Liverpool may rank alongside Manchester City as one of only two teams unbeaten at home in the 2011-12 Premier League but where City have accrued 30 points, for the Merseysiders the figure is 19 – fewer than all six teams above them.
Jose Enrique, one of their brighter performers on Saturday, acknowledged that this home discomfort was damaging Liverpool's Champions League qualification prospects. "If we start to take our chances then we can be in the top four, but if we don't then we will make it more difficult for ourselves," he said. This latest disappointment was down to a worrying lack of creativity. Besides a late free header missed by Dirk Kuyt, there was little serious threat to Stoke's goal.
On the weekend when Liverpool's managing director, Ian Ayre, both in a BBC interview and the match program, conceded that their handling of the Luis Suarez affair had damaged people's "perception" of the club, the on-field consequences of that case were only too evident: Liverpool desperately lacked the spark of the suspended Suarez, who may miss opportunities but also creates them. Stoke's manager, Tony Pulis, who saw him score twice at the Britannia in the Carling Cup in October, admitted: "I could not have picked a better player for us not to play against than Suarez."

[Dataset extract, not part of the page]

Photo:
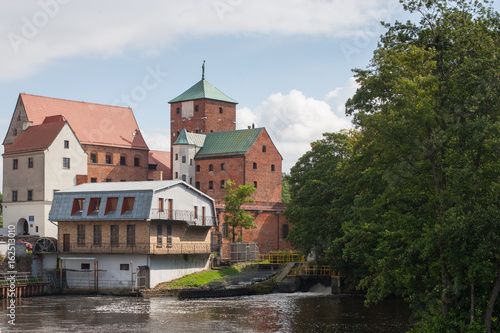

In his absence, Kuyt led the line, supported by Jordan Henderson and Stewart Downing, but they toiled against a Stoke side who flooded the midfield and defended resolutely. Andy Carroll's introduction for the last half-hour made things more interesting, if only for the fact Stoke risked conceding a penalty when first Robert Huth, then Ryan Shawcross grappled with him at corners, but the referee, Howard Webb, ignored the Kop's loud appeals.
"It is difficult to understand when they [the match officials] talk to the players and explain something to them and they commit the same [offence] immediately after it," said Dalglish, though he acknowledged his team's failings first and foremost. "We have got to be more creative and the deliveries into the box have got to be a lot better than they were."
Stoke's physical approach may infuriate opponents but they had every right to celebrate a point at a ground where they have never won in 49 top-flight visits. Pulis's team sits eighth in the table, having lost just one of their last nine League outings, but the Welshman is not getting carried away. "This is only our fourth year in the Premier League and we shouldn't lose sight of that. The aim is to get to 40 points as quickly as we can and then push on from there."